Costello has also said that the musical idea for the chorus, breaking up the line "I know this world is killing you", in a staccato fashion, derives from the manner that the line "Life ain't so easy when you're a ...", precedes the title refrain, on "Ghetto Child", by The Detroit Spinners. "Alison" is written in the key of E major.

==Reception==
"Alison" was released as a single in the United Kingdom with a B-side of "Welcome to the Working Week", and as two singles in the United States; one with a mono version of the same song on the B-side, the other with "Miracle Man". The US (and Canadian) single versions of "Alison" are unique in that it is remixed to add a string section. Record World called it "a stirring ballad" and said that "the strings add a dimension the song lacked in its original version and should help send it to the top."

The single did not chart, but the song did get airplay in the U.S. on album-oriented rock radio. In 2004, Rolling Stone ranked it No. 318 on their list of the 500 Greatest Songs of All Time and Entertainment Weekly voted it as one of Costello's top 10 greatest tunes. The Telegraph named it Costello's second greatest song only after "Oliver's Army", calling it "a wonderful song about unrequited love."

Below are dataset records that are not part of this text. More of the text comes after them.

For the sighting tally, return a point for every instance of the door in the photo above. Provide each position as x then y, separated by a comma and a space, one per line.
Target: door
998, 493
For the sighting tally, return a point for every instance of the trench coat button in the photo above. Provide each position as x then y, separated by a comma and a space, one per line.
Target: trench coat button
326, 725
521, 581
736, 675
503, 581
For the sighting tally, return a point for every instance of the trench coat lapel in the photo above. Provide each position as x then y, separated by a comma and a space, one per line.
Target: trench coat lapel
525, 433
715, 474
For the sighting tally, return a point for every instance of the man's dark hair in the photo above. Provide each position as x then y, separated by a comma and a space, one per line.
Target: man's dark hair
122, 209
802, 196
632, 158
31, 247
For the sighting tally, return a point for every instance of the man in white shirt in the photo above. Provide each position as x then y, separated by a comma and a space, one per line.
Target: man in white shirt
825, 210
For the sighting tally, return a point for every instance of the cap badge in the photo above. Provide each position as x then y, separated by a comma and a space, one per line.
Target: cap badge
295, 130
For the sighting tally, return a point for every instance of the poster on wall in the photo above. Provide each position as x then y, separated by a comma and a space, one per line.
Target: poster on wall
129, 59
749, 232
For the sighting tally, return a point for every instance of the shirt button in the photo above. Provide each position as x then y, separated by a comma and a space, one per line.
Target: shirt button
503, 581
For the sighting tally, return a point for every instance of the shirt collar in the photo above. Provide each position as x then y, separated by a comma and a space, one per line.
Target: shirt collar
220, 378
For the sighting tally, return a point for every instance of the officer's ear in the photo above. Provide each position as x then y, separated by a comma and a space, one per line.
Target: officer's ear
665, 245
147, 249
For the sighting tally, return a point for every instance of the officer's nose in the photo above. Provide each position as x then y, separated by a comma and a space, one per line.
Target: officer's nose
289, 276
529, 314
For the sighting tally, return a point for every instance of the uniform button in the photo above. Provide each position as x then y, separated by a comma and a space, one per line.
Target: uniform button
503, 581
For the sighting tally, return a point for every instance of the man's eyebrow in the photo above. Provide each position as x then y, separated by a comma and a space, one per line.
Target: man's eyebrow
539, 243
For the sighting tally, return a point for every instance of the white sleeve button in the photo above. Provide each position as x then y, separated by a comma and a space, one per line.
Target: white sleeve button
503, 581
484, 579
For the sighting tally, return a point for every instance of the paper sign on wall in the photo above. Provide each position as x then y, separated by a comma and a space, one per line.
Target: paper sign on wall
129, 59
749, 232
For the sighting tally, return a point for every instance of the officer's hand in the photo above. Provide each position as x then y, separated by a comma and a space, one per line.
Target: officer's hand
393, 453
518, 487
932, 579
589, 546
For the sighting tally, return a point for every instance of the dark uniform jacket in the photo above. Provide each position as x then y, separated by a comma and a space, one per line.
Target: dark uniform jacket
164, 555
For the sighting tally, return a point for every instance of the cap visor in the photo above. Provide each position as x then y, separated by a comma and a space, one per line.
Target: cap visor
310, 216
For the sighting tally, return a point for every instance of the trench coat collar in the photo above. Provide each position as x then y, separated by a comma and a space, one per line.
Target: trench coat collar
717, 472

==Linda Ronstadt version==

===Background===
American singer Linda Ronstadt recorded a cover version of "Alison" for her studio album Living in the USA, in 1978, which sold over 2 million copies. Released as the disc's fourth single in the spring of 1979 on Asylum Records, it was produced by her longtime producer Peter Asher.
Ronstadt's B-side to "Alison" was "Mohammed's Radio", also produced by Asher.

===Reception===
Ronstadt's version of "Alison" was a moderate hit, reaching number 30 in the U.S. on the Billboard adult contemporary chart. Her single also reached number 66 in the UK Singles chart. Years later, Costello joked that he might have been publicly derisive of Ronstadt's version, "but I didn't mind spending the money that she earned me". Costello donated royalties from Ronstadt's version to the African National Congress after she played at Sun City in South Africa.